Le regard de Rui s'aiguisa. Il comprenait à présent pourquoi il sentait les yeux de tous braqués sur lui. C'était logique ; qui ne voudrait pas assister à une rencontre aussi palpitante ?
Le jeune homme affichait un sourire en coin teinté de malice. « Quel est le problème, Senior Quarrier ? Le chat t'a mangé la langue ? »
« Comme je le disais, » continua Rui. « C'est un plaisir de vous rencontrer, Président Decker. »
« Allons, pas besoin d'être si formel, Senior Quarrier, » ricana le jeune homme. « Je te connais si bien et depuis si longtemps qu'on est pratiquement déjà amis. »
« Moi, en revanche, j'ai appris ton nom il y a moins d'une minute, » répondit Rui calmement. « Peut-être devrions-nous nous adresser l'un à l'autre pour ce que nous sommes : des étrangers sans aucun lien entre eux. »
« Ah, mais tu es l'homme qui a tué mon père après qu'il t'a traqué pendant neuf ans, » le homme souriait en coin avec malice. « Ce sera peut-être la première fois que nous nous rencontrons, mais nos chemins se croisent depuis longtemps. »
L'atmosphère se glaça.
L'air se tendit à l'extrême. Beaucoup observaient la tension de la conversation monter alors que le Président Decker accusait ouvertement Rui d'avoir assassiné son père.
« Je te conseille de t'abstenir de toute fausse déclaration, » Rui plissa les yeux. « Je pourrais te poursuivre en diffamation pour ces propos. »
« Certes, mais je suis sûr que tu es assez intelligent pour savoir que tu ne devrais pas, » ricana le président. « Tu gagnerais peut-être au tribunal ; d'ailleurs, je plaiderais probablement même coupable. Mais la décision du tribunal n'a pas d'importance ; ce qui compte, c'est le tribunal de l'opinion publique, et celui-là ne me déclarera pas coupable. »
« Je ne prends pas de mécènes, » répondit Rui. « Cela crée des obligations, à long terme, qui m'enchaînent. Je n'aime pas les chaînes. »
« Je vois, » remarqua le jeune président. « C'est dommage. Beaucoup de gens, même dans cette conférence, aimeraient être ton mécène ; je t'en donne l'assurance. »
Rui promena son regard ; il pouvait sentir leur attention et leur curiosité même s'ils ne le regardaient pas directement.

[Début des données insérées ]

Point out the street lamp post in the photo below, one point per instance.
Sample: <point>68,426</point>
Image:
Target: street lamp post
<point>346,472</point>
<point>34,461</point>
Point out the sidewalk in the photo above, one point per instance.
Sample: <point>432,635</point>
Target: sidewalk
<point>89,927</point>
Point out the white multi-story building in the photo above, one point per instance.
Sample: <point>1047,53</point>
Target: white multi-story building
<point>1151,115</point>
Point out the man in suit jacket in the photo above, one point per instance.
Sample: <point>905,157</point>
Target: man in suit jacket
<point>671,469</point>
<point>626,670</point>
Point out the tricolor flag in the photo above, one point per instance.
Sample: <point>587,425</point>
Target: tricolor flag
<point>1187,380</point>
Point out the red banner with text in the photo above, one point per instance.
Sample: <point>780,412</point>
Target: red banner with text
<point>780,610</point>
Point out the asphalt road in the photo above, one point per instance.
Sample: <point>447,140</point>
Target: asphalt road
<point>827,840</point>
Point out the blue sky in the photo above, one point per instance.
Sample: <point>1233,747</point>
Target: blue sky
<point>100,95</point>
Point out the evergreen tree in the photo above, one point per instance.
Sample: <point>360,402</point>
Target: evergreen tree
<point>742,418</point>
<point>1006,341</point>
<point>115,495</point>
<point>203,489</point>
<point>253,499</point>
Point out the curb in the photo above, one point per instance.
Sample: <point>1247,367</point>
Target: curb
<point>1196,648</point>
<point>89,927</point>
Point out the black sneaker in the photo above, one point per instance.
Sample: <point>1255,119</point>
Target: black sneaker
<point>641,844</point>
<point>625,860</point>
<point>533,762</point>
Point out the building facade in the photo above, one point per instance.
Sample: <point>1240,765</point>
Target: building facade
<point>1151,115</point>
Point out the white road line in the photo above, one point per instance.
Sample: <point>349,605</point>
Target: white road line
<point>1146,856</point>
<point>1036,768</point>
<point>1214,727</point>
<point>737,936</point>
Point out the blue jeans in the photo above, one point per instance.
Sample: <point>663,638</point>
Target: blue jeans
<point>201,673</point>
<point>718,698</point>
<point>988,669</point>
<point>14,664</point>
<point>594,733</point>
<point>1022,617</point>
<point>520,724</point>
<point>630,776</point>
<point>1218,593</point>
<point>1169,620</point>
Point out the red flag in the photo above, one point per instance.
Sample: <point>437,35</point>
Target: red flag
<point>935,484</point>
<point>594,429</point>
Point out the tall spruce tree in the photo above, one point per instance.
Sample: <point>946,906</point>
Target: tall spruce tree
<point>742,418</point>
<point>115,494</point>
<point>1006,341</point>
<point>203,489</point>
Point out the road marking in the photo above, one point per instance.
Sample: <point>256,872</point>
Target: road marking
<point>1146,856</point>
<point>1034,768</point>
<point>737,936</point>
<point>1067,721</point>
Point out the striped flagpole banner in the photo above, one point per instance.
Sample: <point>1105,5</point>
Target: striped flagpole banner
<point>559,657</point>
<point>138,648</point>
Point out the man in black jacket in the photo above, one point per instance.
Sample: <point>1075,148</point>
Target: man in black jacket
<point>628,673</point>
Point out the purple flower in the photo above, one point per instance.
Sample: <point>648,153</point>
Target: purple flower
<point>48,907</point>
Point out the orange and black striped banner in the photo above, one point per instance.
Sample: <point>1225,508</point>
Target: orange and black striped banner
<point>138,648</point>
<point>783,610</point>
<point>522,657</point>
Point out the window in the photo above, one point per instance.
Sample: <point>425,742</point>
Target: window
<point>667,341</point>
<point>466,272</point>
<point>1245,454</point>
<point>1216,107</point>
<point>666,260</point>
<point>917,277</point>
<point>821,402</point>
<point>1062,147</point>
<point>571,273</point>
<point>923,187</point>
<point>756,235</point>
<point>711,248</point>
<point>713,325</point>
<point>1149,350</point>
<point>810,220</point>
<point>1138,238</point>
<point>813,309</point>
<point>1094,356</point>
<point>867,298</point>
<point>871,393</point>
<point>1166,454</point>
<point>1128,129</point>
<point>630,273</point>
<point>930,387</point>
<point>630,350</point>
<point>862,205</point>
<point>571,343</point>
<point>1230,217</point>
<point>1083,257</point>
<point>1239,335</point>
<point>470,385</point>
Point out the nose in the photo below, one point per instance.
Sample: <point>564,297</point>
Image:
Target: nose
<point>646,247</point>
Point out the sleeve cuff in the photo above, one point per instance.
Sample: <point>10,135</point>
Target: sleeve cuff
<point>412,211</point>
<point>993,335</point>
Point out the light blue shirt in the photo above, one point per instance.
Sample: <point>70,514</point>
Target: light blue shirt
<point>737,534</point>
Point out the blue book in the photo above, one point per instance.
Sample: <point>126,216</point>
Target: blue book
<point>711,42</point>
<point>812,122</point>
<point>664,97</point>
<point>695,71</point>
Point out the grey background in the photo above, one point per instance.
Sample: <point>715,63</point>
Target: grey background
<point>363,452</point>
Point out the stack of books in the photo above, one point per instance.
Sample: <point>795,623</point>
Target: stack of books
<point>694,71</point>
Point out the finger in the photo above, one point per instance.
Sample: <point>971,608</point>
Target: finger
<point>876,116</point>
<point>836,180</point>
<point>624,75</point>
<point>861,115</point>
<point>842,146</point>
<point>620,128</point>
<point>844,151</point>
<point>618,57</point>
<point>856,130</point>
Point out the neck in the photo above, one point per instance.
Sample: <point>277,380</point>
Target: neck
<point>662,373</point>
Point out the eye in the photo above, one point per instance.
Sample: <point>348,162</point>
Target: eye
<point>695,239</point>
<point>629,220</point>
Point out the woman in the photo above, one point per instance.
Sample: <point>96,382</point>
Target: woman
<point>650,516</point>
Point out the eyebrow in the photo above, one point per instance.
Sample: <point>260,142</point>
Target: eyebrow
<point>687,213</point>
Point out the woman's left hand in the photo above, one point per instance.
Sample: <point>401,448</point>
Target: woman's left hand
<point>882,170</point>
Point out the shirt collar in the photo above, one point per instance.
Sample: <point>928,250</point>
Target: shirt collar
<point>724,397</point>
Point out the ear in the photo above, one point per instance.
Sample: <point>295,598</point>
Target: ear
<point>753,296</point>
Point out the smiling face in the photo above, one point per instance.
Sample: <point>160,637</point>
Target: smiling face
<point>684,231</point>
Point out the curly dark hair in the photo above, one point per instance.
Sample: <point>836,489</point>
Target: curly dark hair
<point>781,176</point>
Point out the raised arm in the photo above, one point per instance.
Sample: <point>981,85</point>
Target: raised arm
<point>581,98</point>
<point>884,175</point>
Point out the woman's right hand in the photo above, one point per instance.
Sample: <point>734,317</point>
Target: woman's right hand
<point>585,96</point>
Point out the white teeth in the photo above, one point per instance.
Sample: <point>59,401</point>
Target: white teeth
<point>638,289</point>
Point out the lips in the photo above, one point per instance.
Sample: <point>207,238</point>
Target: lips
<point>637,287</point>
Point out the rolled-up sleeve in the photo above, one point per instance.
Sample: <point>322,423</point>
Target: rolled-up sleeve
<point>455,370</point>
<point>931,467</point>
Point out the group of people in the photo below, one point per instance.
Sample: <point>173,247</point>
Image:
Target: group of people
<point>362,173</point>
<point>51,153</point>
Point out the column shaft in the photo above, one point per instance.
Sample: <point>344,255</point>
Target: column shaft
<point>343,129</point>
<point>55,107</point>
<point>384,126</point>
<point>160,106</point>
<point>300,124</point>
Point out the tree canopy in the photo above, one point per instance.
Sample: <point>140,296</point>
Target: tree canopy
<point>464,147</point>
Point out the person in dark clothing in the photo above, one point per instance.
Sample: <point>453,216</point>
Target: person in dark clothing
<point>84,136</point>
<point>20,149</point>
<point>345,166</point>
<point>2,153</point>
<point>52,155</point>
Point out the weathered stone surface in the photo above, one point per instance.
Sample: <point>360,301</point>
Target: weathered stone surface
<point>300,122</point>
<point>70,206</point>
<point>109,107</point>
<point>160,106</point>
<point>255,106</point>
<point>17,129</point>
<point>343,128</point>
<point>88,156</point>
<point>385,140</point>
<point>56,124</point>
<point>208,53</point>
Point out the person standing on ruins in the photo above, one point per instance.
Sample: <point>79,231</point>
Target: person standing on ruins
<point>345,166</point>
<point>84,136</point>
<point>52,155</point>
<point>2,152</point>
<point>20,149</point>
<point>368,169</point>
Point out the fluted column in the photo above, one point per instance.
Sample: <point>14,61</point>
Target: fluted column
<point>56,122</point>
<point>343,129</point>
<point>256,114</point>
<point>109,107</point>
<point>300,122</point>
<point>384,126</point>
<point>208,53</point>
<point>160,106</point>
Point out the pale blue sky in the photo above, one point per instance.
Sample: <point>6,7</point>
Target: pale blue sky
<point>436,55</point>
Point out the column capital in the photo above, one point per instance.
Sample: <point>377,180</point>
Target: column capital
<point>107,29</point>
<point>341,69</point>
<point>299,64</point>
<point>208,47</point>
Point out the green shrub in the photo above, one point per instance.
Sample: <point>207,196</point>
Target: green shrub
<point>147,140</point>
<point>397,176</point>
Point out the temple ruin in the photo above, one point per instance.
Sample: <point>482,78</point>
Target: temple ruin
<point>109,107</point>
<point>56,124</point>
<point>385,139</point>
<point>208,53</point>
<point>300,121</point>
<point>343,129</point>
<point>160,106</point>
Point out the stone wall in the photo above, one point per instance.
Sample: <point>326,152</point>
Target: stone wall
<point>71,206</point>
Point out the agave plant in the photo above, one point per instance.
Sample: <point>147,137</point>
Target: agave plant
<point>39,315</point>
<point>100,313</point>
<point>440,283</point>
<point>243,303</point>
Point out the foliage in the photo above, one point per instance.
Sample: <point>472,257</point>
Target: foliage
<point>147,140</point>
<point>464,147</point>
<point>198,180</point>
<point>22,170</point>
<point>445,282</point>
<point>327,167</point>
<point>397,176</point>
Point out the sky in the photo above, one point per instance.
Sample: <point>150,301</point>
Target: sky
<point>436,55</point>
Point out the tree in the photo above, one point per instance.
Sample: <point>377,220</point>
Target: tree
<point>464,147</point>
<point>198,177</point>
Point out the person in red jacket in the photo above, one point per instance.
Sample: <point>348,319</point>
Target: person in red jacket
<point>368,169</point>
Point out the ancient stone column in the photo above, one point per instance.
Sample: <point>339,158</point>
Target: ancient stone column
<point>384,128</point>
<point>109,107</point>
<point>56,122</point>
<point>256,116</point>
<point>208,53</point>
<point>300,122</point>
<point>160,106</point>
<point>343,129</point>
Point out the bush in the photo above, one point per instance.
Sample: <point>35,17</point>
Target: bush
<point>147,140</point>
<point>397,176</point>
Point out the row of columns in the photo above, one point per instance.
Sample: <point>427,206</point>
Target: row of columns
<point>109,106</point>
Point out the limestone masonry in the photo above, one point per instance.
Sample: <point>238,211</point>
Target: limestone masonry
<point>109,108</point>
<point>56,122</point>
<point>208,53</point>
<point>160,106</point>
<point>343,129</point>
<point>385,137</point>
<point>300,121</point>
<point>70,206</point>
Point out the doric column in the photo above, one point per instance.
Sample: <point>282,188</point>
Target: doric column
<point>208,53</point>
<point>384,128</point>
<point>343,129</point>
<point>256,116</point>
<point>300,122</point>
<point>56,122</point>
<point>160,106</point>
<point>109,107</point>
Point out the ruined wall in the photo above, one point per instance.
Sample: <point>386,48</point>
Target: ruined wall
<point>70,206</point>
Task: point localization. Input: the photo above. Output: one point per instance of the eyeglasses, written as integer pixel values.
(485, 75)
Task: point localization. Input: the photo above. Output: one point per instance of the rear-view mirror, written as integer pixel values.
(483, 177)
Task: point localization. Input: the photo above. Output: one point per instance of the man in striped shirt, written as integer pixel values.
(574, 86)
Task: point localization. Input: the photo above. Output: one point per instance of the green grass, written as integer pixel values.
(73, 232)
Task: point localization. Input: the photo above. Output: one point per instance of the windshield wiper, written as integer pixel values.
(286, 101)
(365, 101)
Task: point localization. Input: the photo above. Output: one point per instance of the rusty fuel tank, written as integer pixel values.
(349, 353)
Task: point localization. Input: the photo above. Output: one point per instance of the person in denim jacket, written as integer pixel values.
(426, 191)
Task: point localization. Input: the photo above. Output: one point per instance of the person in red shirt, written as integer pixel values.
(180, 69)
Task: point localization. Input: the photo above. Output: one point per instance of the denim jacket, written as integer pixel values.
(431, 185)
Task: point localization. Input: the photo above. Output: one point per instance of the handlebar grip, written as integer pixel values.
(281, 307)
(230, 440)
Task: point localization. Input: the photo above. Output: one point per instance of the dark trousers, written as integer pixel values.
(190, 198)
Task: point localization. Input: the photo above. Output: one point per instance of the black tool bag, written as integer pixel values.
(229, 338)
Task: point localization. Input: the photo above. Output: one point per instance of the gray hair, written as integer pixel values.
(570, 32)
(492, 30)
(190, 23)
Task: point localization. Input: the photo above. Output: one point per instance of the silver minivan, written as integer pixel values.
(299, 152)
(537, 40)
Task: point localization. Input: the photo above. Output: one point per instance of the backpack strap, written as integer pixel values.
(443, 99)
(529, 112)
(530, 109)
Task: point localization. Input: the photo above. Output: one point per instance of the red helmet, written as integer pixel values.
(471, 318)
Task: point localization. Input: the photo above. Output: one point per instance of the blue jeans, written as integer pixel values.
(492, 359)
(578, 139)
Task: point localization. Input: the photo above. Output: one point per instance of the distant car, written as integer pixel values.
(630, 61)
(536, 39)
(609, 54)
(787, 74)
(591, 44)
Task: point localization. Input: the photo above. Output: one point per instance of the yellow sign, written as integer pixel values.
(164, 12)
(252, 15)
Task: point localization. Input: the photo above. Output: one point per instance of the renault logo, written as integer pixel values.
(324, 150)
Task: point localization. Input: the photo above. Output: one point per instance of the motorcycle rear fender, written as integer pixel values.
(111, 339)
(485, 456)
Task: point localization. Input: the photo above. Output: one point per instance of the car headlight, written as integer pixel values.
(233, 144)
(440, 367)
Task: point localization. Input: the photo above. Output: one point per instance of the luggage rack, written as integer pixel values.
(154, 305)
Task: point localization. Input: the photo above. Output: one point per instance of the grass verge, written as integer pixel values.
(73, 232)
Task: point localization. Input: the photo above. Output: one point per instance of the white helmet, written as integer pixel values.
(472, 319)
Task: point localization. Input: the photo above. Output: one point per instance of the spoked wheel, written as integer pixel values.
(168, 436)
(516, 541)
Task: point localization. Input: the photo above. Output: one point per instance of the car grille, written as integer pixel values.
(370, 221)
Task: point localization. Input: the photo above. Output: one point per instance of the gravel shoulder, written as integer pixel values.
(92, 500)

C'était inévitable. Son retour dans l'Empire kandrien était un spectacle en soi. Depuis, plusieurs incidents très médiatisés l'avaient mis en scène. Il était devenu une actualité brûlante dans l'Empire kandrien.
« Néanmoins, c'est un plaisir de te rencontrer en face à face, » sourit le jeune président. « J'aimerais beaucoup être ton ami. Nous sommes de la même génération, après tout. »
Rui leva un sourcil. « L'amitié implique de la confiance. Je crains que ce que nous avons ne s'en approche même pas de loin. »
« Vrai, » acquiesça l'homme en hochant la tête. « Pourtant, tout a un début. Quoi qu'il en soit, je me contente de faire ta connaissance aujourd'hui. Pour l'instant, concentrons-nous sur l'événement qui nous a réunis ici. »
Rui balaya la salle du regard ; la salle de convention s'était encore plus densément remplie à mesure que de nouveaux invités entraient les uns après les autres, chacun escorté de ses propres gardes du corps Artistes Martiaux. Tous portaient des costumes taillés sur mesure et une apparence soignée au-delà du possible. Ils possédaient un poids invisible, bien moins prononcé que la pression exercée par les Artistes Martiaux, pourtant bien réel.
C'était une pression qui venait du pouvoir d'influencer des nations d'un seul ordre. Son caractère indirect faisait qu'elle ne se transmettait pas aussi directement que celle des Artistes Martiaux, mais Rui ne s'y trompait pas. Chacune des personnes présentes était une élite de l'économie et du marché internationaux, et il ne fallait pas la prendre à la légère, même pour lui.
Finalement, une porte au fond de la salle de convention s'ouvrit. Une femme aux cheveux et aux yeux dorés franchit le seuil, suivie de deux gardes du corps Maîtres Martiaux. Sa tenue était professionnelle, pourtant une blasonnerie royale exorbitante était brodée sur la poitrine de son vêtement.
« Son Altesse la Princesse Rafia Leoufil Kandria est arrivée. »
Chaque membre de la salle de convention s'inclina conformément au code de conduite en présence d'un membre de la Famille Royale.